Jagmohan Joshi

“The racism of Britain is not an accident — it is the child of empire.”

Jagmohan Joshi
Jagmohan Joshi
Anti-Racist Activist & former General Secretary of the Indian Workers’ Association

Story & Activities

Jagmohan Joshi was born in Hoshiarpur, India, in 1937. In 1958, aged 21, he migrated to Britain to train as an accountant and settled in Birmingham, working at Handsworth Dairies. A committed Communist, he soon joined the Birmingham branch of the Communist Party and developed a lasting partnership with fellow activist Avtar Jouhl. Together they founded the Birmingham branch of the Indian Workers’ Association (IWA) in 1959, linking it with Wolverhampton’s South Staffordshire branch and successfully making the case for a Smethwick branch. Among Joshi’s early initiatives was a parliamentary lobby against restrictive immigration laws and the preparation of *Victims Speak*, a memorandum supported by the Indian High Commission. In 1964, he and Jouhl arranged for Malcolm X to visit Smethwick, where racist campaigning and “colour bar” practices had caused national outrage.

Joshi’s activism extended beyond the IWA. In 1961, he and journalist Maurice Ludmer co-founded the Co-ordinating Committee Against Racial Discrimination (CCARD), which united South Asian and Caribbean organizations to oppose the 1962 Commonwealth Immigrants Act. The group built links with the US civil rights movement and the British Black Panthers. CCARD’s Campaign Secretary, Shirley Fossick—whom Joshi later married—worked alongside him in organizing these efforts.

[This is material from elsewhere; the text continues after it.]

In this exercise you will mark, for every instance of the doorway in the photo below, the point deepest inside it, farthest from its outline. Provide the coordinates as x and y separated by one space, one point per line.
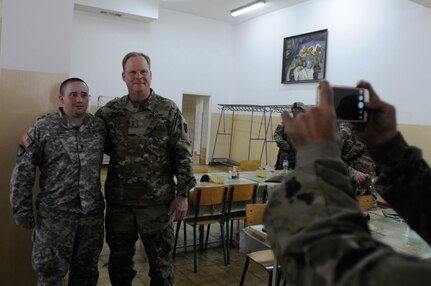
195 109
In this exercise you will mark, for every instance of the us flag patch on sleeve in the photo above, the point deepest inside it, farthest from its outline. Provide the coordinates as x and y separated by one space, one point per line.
26 140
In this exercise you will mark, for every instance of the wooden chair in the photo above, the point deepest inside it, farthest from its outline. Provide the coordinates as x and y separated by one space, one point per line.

Following a split in the IWA in 1967, Joshi and Jouhl led IWA (GB), advocating a revolutionary approach independent of state institutions. Joshi became critical of the British Communist Party’s inability to confront racism within the labour movement and called for a separate trade union for racialized minority workers. In 1968, as General Secretary of IWA (GB), he convened the first meeting of the Black People’s Alliance (BPA), uniting fifty South Asian, African, and Caribbean groups in militant resistance to racism. Historians note Joshi’s unique contribution in articulating a shared Black identity that linked all those oppressed by British colonialism, helping forge solidarity across racial and national lines.

At BRIG, we pay close attention to the forces shaping the relationship between state institutions and citizens. Leaders like Jagmohan Joshi have deeply influenced our thinking. His analysis—alongside that of anti-racist thinkers such as Ambalavaner Sivanandan and Stuart Hall—remains as relevant today as it was seventy years ago. Joshi was unshaken in his conviction that the racism of post-war Britain was inseparable from the legacy of British imperialism. He understood that racism, though changed in form, continues to devastate black lives in Britain.

Joshi was also clear about the connection between class and race, sharing Stuart Hall’s view that race is the agency through which class is experienced by black working people. He rejected divisions between colonised peoples, believing that only a united, broad-based alliance could defeat racism. At BRIG, we are proud that our membership reflects this vision—bringing together people from diverse cultural, ethnic, and national backgrounds in a shared struggle for justice.

Ultimately, Joshi believed in the power of ordinary people to shape history. He was no romantic—he knew that liberation would demand commitment, courage, and sacrifice. The baton has been passed from Joshi’s generation to ours, and at BRIG, we are ready to continue that struggle for as long as it takes.

Jagmohan Joshi, speaking on racism and imperialism, observed:

“The racism of Britain is not an accident — it is the child of empire.”

(Paraphrased from speeches reported by Indian Workers’ Association (GB) members, late 1960s.)